According to An Interim Assessment of the Impact of Key COVID-19 Budget Measures published by the Ministry of Finance, a total of $22.6 billion of JSS payouts were disbursed from April to December 2020 with Tier 3 businesses forming the largest segment of recipients. Giving its effectiveness in saving jobs last year, it is unsurprising that the focus for this year is to emulate the success in a more targeted manner for sectors where the projected recovery remains uncertain.
In 2020, it was clarified that businesses would not be taxed on these JSS payouts. But those received under the Jobs Growth Incentive would be taxable.
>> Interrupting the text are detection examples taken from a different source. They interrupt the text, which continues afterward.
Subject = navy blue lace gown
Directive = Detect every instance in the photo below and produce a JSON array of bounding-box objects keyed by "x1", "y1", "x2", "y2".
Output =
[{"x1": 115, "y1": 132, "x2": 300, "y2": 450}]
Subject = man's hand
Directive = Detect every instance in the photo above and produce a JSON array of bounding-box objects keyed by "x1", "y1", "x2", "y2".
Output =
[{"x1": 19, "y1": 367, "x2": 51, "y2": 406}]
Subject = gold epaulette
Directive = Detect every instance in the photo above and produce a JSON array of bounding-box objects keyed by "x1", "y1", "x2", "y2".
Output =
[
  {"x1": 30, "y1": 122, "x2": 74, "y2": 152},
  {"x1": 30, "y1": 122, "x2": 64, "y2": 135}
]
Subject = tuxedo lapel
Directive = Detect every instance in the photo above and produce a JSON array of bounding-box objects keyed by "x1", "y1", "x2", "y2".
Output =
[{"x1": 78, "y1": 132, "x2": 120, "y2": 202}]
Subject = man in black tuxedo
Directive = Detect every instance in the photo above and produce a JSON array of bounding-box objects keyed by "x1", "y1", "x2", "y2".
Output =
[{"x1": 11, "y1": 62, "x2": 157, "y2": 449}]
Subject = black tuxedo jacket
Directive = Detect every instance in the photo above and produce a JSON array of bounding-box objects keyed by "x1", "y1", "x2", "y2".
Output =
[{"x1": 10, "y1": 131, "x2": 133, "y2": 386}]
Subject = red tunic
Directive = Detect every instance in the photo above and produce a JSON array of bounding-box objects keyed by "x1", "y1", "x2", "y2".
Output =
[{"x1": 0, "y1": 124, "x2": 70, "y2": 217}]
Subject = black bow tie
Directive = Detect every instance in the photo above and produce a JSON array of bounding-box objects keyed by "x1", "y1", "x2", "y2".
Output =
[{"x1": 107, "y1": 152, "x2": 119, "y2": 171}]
From a personal tax perspective, we would expect the COVID-19 Recovery Grant, which is also funded by the Resilience Package, to be non-taxable, as it is similar to the COVID-19 Support Grant, which was intended to support workers who lost their jobs or experienced significant income loss.
This year’s Budget also announced the extension of the following tax measures first introduced in Budget 2020 to provide support to affected businesses:
Businesses that remain profitable can take advantage of the acceleration of the CA and R&R expenditure claims which provide immediate cash tax savings. Loss-making businesses can gain in the form of cash refunds by utilising qualifying deductions for YA 2021 against the prior three YAs’ assessable income.
The extension of the above schemes will be welcomed from a cash flow perspective by both profitable as well as loss-making companies. Given the limits under the enhanced carry-back relief and accelerated R&R deduction schemes, the main beneficiaries are expected to be small businesses.